Изменить размер шрифта - +
Отец, старик солдат, чем бы жить на спокое, вдруг ополчается и идет пешком, спрашивая дорогу, за тысячи верст, подраться с турком за братию, и с собою ведет девятилетнюю дочку (это факт): «дочку найдутся из христиан, что поберегут, пока я хожу», отвечает он на вопросы, «а уж я пойду, послужу делу Божию». И идет… И этакие примеры – тысячами! Ну, скажи кто заранее, еще зимой например, что это у нас случится, и мы не поверили бы, – не поверили бы этому «крестовому походу», въявь начавшемуся (но далеко еще не завершившемуся). Даже и теперь, хоть и въявь видишь, но невольно спрашиваешь себя в иную минуту: «Да как же оно могло случиться, как же могло совершиться такое неожиданное никем дело?» Заявлено вслух землей русской все, что чтит она и чему верует, указано ею то, что она считает «лучшим» и каких людей почитает «лучшими». Вот о том: какие это люди и какие обозначились идеалы – я и отлагаю до следующего «Дневника». В сущности, эти идеалы, эти «лучшие люди» ясны и видны с первого взгляда: «лучший человек» по представлению народному – это тот, который не преклонился перед материальным соблазном, тот, который ищет неустанно работы на дело божие, любит правду и, когда надо, встает служить ей, бросая дом и семью и жертвуя жизнию.
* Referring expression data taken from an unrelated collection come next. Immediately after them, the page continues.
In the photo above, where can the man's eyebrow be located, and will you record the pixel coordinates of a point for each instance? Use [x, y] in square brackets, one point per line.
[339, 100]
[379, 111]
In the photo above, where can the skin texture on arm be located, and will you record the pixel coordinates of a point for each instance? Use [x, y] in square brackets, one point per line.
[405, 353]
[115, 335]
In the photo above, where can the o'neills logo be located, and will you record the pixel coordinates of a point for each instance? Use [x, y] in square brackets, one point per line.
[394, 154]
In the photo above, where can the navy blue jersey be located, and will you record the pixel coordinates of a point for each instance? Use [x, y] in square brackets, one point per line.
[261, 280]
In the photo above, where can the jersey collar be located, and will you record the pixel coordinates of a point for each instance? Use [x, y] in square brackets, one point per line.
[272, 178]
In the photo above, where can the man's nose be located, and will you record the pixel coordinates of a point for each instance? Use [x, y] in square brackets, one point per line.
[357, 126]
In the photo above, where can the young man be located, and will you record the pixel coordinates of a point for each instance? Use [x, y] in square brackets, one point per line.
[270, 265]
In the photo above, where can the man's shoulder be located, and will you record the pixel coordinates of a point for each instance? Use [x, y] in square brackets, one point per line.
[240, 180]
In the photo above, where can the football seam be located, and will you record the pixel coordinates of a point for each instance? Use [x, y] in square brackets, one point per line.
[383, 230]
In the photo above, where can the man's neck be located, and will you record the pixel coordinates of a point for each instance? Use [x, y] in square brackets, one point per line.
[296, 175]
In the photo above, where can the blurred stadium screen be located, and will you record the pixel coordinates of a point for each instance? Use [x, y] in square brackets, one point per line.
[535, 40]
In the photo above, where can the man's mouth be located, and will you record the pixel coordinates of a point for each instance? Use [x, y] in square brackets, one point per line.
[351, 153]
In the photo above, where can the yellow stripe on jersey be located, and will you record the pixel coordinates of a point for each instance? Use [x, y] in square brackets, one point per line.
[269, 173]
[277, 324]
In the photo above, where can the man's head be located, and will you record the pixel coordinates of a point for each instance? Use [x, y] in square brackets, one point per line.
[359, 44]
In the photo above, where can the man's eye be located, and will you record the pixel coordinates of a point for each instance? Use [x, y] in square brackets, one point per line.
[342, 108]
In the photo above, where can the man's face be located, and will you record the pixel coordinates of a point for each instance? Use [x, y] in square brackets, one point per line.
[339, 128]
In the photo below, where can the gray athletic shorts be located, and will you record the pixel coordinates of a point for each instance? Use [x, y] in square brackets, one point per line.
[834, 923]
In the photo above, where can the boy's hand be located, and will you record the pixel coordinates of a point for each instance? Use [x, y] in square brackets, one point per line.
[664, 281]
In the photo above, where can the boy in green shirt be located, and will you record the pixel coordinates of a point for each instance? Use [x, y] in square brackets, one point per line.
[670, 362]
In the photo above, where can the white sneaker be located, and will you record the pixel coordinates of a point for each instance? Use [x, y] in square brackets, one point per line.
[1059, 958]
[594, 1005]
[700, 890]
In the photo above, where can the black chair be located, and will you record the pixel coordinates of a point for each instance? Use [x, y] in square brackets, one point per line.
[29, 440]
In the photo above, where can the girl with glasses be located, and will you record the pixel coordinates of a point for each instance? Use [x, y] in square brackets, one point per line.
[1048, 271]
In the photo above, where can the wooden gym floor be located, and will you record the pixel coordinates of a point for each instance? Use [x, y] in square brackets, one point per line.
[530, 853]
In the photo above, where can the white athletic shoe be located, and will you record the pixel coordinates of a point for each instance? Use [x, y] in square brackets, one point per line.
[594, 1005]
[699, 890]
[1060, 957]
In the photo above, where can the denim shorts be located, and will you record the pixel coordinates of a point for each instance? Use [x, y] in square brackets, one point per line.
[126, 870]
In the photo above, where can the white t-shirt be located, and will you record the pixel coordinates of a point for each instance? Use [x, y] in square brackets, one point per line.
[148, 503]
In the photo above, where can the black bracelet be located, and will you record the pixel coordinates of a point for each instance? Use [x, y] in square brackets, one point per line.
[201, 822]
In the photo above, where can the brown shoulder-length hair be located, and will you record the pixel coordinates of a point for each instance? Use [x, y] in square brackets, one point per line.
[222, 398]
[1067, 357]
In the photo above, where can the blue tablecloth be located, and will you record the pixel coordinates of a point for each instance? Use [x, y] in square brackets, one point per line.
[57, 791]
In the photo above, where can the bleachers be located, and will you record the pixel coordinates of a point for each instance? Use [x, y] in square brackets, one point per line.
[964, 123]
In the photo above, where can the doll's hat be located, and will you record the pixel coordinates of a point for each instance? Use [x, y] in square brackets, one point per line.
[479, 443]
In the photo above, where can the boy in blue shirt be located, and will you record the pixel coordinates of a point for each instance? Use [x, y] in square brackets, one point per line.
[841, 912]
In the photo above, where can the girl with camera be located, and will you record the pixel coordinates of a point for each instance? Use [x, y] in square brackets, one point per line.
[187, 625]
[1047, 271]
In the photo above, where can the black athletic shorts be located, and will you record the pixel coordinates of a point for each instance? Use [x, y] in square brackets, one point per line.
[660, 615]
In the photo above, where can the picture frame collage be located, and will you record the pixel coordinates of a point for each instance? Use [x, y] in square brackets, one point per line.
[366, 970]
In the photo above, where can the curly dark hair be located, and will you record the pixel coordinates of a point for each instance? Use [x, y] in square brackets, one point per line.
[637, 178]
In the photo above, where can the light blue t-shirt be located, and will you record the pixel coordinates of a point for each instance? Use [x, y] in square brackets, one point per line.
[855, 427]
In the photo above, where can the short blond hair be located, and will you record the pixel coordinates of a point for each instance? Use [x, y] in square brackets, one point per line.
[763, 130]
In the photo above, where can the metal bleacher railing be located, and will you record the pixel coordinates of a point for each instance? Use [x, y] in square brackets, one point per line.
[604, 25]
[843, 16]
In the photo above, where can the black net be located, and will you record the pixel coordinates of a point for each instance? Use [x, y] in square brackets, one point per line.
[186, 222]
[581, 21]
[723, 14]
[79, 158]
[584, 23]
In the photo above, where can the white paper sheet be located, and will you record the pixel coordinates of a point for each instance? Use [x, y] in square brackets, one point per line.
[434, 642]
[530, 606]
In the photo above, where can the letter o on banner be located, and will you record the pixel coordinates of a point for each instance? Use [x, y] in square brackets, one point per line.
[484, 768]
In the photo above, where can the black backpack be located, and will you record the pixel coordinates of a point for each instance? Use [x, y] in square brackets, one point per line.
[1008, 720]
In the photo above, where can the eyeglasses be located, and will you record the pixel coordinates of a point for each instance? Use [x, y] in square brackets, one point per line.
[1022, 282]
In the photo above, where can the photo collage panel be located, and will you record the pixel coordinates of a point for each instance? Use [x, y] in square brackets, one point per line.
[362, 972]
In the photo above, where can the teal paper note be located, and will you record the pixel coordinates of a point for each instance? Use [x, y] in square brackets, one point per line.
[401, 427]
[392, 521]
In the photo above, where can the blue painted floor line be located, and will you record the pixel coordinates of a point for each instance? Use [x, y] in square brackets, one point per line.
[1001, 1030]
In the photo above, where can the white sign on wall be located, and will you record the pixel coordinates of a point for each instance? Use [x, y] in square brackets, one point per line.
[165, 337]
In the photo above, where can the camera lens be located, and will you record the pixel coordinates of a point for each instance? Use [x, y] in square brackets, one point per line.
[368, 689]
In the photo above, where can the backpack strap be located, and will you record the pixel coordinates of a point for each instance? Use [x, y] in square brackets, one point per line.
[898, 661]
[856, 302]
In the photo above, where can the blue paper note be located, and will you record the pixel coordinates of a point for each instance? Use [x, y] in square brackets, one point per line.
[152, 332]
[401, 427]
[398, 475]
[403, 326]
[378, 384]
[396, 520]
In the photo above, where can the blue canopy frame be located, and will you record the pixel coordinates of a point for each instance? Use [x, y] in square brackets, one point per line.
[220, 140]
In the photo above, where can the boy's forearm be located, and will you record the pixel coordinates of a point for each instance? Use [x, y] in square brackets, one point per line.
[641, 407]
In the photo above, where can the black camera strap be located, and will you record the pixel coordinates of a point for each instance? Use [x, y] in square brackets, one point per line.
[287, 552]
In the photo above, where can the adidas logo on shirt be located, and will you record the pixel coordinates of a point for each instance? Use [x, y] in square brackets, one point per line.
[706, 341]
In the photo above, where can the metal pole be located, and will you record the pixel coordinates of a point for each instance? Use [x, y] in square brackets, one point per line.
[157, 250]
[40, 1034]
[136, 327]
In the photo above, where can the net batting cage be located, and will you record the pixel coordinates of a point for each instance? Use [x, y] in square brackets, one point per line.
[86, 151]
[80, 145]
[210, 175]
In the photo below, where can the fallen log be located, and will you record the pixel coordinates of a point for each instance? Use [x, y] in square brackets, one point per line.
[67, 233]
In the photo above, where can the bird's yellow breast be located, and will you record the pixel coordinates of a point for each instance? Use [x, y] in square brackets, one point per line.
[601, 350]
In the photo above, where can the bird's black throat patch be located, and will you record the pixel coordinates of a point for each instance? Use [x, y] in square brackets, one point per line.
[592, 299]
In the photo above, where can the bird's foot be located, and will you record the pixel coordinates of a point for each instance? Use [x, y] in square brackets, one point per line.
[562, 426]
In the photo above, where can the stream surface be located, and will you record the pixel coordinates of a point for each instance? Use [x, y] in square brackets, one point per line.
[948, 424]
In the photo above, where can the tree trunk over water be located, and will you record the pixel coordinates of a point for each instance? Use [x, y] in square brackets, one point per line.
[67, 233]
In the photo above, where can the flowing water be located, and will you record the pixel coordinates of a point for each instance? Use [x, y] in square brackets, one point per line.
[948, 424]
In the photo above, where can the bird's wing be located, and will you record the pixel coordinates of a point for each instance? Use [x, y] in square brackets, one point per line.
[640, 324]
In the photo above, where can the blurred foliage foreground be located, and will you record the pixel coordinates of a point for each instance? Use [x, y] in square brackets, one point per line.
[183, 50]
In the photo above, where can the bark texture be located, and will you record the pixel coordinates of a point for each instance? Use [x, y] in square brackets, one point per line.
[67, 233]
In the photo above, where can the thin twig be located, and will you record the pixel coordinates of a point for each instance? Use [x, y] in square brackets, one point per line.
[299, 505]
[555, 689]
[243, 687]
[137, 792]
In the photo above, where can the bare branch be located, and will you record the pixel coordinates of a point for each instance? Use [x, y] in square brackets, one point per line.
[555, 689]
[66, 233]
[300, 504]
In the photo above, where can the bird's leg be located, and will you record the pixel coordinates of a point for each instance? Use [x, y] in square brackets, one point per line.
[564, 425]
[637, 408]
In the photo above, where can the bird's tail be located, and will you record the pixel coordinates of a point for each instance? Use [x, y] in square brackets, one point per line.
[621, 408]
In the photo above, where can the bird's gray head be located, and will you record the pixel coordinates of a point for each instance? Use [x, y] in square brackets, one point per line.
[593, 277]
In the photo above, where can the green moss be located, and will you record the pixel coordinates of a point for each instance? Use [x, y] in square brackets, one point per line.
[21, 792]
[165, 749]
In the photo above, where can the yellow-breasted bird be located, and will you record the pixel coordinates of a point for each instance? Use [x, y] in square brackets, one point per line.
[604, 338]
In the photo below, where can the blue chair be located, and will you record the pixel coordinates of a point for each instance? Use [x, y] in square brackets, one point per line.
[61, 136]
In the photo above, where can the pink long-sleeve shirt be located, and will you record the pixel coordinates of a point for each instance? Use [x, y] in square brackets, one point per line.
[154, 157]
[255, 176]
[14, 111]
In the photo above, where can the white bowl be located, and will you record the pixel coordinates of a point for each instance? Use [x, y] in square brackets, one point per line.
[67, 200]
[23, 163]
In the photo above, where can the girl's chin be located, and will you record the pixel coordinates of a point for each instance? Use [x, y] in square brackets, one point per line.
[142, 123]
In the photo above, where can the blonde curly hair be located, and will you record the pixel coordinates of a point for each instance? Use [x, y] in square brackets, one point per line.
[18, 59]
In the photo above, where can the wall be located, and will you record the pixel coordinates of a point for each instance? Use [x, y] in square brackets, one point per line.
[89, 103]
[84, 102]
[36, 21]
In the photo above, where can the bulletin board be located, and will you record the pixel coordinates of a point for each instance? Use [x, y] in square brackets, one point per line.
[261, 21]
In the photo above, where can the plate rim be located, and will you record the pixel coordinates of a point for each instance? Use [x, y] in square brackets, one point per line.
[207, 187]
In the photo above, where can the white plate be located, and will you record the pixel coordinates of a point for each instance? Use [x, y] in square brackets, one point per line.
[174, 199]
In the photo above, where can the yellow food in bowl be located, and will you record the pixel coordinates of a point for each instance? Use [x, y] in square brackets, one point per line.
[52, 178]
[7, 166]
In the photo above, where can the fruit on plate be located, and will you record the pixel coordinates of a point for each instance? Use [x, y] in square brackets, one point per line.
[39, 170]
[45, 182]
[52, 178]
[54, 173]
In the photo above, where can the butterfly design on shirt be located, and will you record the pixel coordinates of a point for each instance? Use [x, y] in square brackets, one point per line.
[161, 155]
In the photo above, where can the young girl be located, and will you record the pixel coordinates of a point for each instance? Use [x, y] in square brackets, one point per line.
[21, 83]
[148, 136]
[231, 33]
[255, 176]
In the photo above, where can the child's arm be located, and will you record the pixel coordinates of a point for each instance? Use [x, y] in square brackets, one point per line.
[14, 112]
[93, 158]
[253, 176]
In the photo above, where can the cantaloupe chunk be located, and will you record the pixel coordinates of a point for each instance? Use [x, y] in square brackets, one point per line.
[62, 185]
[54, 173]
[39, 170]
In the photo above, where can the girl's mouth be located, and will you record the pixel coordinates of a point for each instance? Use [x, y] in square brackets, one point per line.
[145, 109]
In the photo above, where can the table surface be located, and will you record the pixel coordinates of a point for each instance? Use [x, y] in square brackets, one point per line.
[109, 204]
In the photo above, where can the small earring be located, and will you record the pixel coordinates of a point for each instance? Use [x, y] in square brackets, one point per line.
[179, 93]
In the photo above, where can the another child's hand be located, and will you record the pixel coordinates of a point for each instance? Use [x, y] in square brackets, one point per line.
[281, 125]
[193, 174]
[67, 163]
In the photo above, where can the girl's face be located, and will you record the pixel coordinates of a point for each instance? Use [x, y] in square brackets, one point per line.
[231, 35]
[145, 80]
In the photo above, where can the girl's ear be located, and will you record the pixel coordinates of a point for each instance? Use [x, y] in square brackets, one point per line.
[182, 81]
Мне именно хотелось бы вывесть, почему мы, образованные, можем смело и твердо теперь надеяться, что не только не утерян у нас на Руси образ «лучшего человека», но, напротив, воссиял светлее, чем когда-нибудь, и податель его, хранитель и носитель его, есть именно теперь простой народ русский, которого мы, в просвещенном высокомерии нашем, а вместе и в простодушном неведении нашем, считали столь «некомпетентным». Мне бы хотелось особенно вывесть, каким образом запросы и требования нашей «образованности» могли бы и теперь даже, в вопросе о «лучшем человеке», сойтись вполне с указанием народным, несмотря даже на столь явно наивные и простодушные формы, в которых народ «лучшего человека» указывает. Важна не форма, а содержание ее (хотя и форма прекрасная). Содержание же неоспоримо. Вот почему мы можем в радости предаться новой надежде: слишком очистился горизонт наш, слишком ярко всходит новое солнце наше… И если б только возможно было, чтоб мы все согласились и сошлись с народом в понимании: кого отселе считать человеком «лучшим», то с нынешнего лета, может быть, зачался бы новый период истории русской.

 

 

 

 

Декабрь

 

Опять о простом, но мудреном деле

 

 

Ровно два месяца назад, в октябрьском «Дневнике» моем, я сделал заметку об одной несчастной преступнице, Катерине Прокофьевой Корниловой, – той самой мачехе, которая в мае месяце, в злобе на мужа, выбросила из окна свою шестилетнюю падчерицу. Дело это особенно известно тем, что эта маленькая девочка, падчерица, выброшенная из окна четвертого этажа, не ушиблась, не повредила себе ничего и теперь жива и здорова. Не буду припоминать мою октябрьскую статью в подробности, – может быть, читатели ее не забыли. Напомню лишь о цели моей статьи: мне сразу показалось все это дело слишком необыкновенным, и я тотчас же убедился, что на него нельзя смотреть слишком просто. Несчастная преступница была беременна, была раздражена попреками мужа, тосковала. Но не то, то есть не желание отмстить попрекавшему и огорчавшему ее мужу, было причиною преступления, а «аффект беременности». По моему мнению, она переживала в то время несколько дней или недель того особого, весьма неисследованного, но неоспоримо существующего состояния иных беременных женщин, когда в душе беременной женщины происходят странные переломы, странные подчинения и влияния, сумасшествия без сумасшествия, и которые могут иногда доходить до слишком сильных уродливостей.